Medinah Country Club: Course No. 2
6N001 Medinah Rd, Medinah, IL 60157Designed by Tom Bendelow · Est. 1927
Redesigned by Rees Jones (2017)
Medinah Country Club's Course No. 2 is the club's mid-tier layout — a Tom Bendelow parkland design from 1927 that sat essentially untouched for 90 years before a 2016–2017 restoration by Rees Jones returned its green complexes and bunkering to their 1938 form. With seven tee sets ranging from 1,978 to 6,408 yards, it anchors Medinah's "Golf for Life" program, providing a versatile layout that complements Course No. 3's championship pedigree and Course No. 1's everyday-member role.
History
Medinah Country Club was founded in 1924 by members of the Medinah Shriners, a Chicago-based fraternal organization that purchased roughly 480 acres of farmland in DuPage County with the ambition of building a country retreat on a scale that befit their elaborate aesthetic.

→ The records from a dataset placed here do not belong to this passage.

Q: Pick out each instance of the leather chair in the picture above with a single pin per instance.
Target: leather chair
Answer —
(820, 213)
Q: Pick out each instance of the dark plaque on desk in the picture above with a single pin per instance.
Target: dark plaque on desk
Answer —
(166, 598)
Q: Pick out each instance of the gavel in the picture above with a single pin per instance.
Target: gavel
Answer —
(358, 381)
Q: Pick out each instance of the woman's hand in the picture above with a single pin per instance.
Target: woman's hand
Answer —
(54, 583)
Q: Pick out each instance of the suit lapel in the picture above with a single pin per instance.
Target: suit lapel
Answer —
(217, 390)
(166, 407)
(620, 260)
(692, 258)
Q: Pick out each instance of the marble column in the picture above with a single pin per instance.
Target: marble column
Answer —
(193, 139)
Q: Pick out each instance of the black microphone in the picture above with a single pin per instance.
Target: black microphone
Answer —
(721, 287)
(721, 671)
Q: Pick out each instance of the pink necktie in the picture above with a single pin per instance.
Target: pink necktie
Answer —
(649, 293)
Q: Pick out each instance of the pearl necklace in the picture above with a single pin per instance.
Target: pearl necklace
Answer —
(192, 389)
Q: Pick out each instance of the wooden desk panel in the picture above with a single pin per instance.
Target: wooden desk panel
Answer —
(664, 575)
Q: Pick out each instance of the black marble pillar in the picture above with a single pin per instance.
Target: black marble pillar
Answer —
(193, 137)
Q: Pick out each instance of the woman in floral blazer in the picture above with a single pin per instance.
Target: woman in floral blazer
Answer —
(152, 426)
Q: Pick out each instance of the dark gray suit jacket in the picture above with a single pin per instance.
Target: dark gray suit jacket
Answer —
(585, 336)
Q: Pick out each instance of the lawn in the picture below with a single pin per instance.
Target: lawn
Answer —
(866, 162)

The Shriners engaged Tom Bendelow, the Scottish-born designer who had laid out East Lake, Olympia Fields, and dozens of other American courses in the early twentieth century, to design three golf courses on the property. Course No. 1 opened in September 1925, Course No. 2 in 1927, and Course No. 3 — originally conceived for the club's female members — in 1928. Course No. 2 occupies the middle position in Medinah's three-course hierarchy both chronologically and in competitive stature. Bendelow's original design was a parkland layout that used the property's modest terrain, tree cover, and natural drainage to create a playable course that did not aspire to the championship length of Course No. 3 but provided a full test of shotmaking and course management.
Where Course No. 3 has been repeatedly redesigned over the decades — by Roger Packard in 1986, by Rees Jones ahead of the 1999 and 2006 PGA Championships, and by Tom Doak in the 2020s — Course No. 2 remained essentially unaltered for approximately 90 years, a rare case of a prominent American parkland course preserving its original routing, green sites, and bunker positions through nine decades of changing golf-design fashion. The long period of stability ended when Medinah's membership approved a $3.6 million restoration in January 2015, engaging Rees Jones, Inc. — with associate Steve Weisser serving as co-designer — to bring the course into alignment with the demands of the modern game while recovering features that had softened or disappeared over time. The work took place over roughly a year, with Course No. 2 unveiled on June 14, 2017. The guiding principle was restoration rather than redesign: Jones and Weisser used aerial photographs from 1938 along with historical maps to identify the original shapes, sizes, and locations of green complexes and bunkers, and returned those features to specifications as close to Bendelow's original intent as the historical record allowed. No significant routing changes were made, and no major grading or topographical alterations were undertaken.
The physical scope of the restoration was nevertheless substantial. Over six hundred trees were removed to restore strategic corridors and open playing angles that had been lost as the tree canopy matured. Every green was rebuilt to USGA specifications with sub-surface vacuum systems and gas-exchange capabilities, allowing the agronomy staff to manage moisture and root health with the precision required of contemporary championship-quality putting surfaces while restoring the longer, deeper contours that aerial evidence showed had been part of the original design. All bunkers were reconstructed, some in their original positions and some that had been lost were reintroduced; the rebuilt bunkers were built without the steep faces found on many modern courses, which both honored the original 1920s character and made the course more playable for the full range of Medinah's membership. Cart paths were installed on a wall-to-wall basis — a first for any Medinah course — and the entire playing surface was re-grassed in creeping bentgrass, giving the course the uniform bentgrass presentation favored at championship venues in the Midwest.
The restoration also introduced a seven-tee system to support the "Golf for Life" program, a member-development initiative that pairs each of the seven tees with one of four skill groupings determined by handicap, age, distance, and experience. Beginners can progress through graduated loops — starting at three holes, advancing through six and nine before attempting the full eighteen — while experienced players can choose a tee that suits their current game without abandoning the scorecard structure. The shortest tee plays to just 1,978 yards; the longest stretches to 6,408 yards at par 72. In the club's internal hierarchy, this positioning gives Course No. 2 a clear role: Course No. 3 is the championship venue, Course No. 1 is the everyday members' layout, and Course No. 2 is the course where new golfers are developed and where the full range of Medinah's membership can share a round.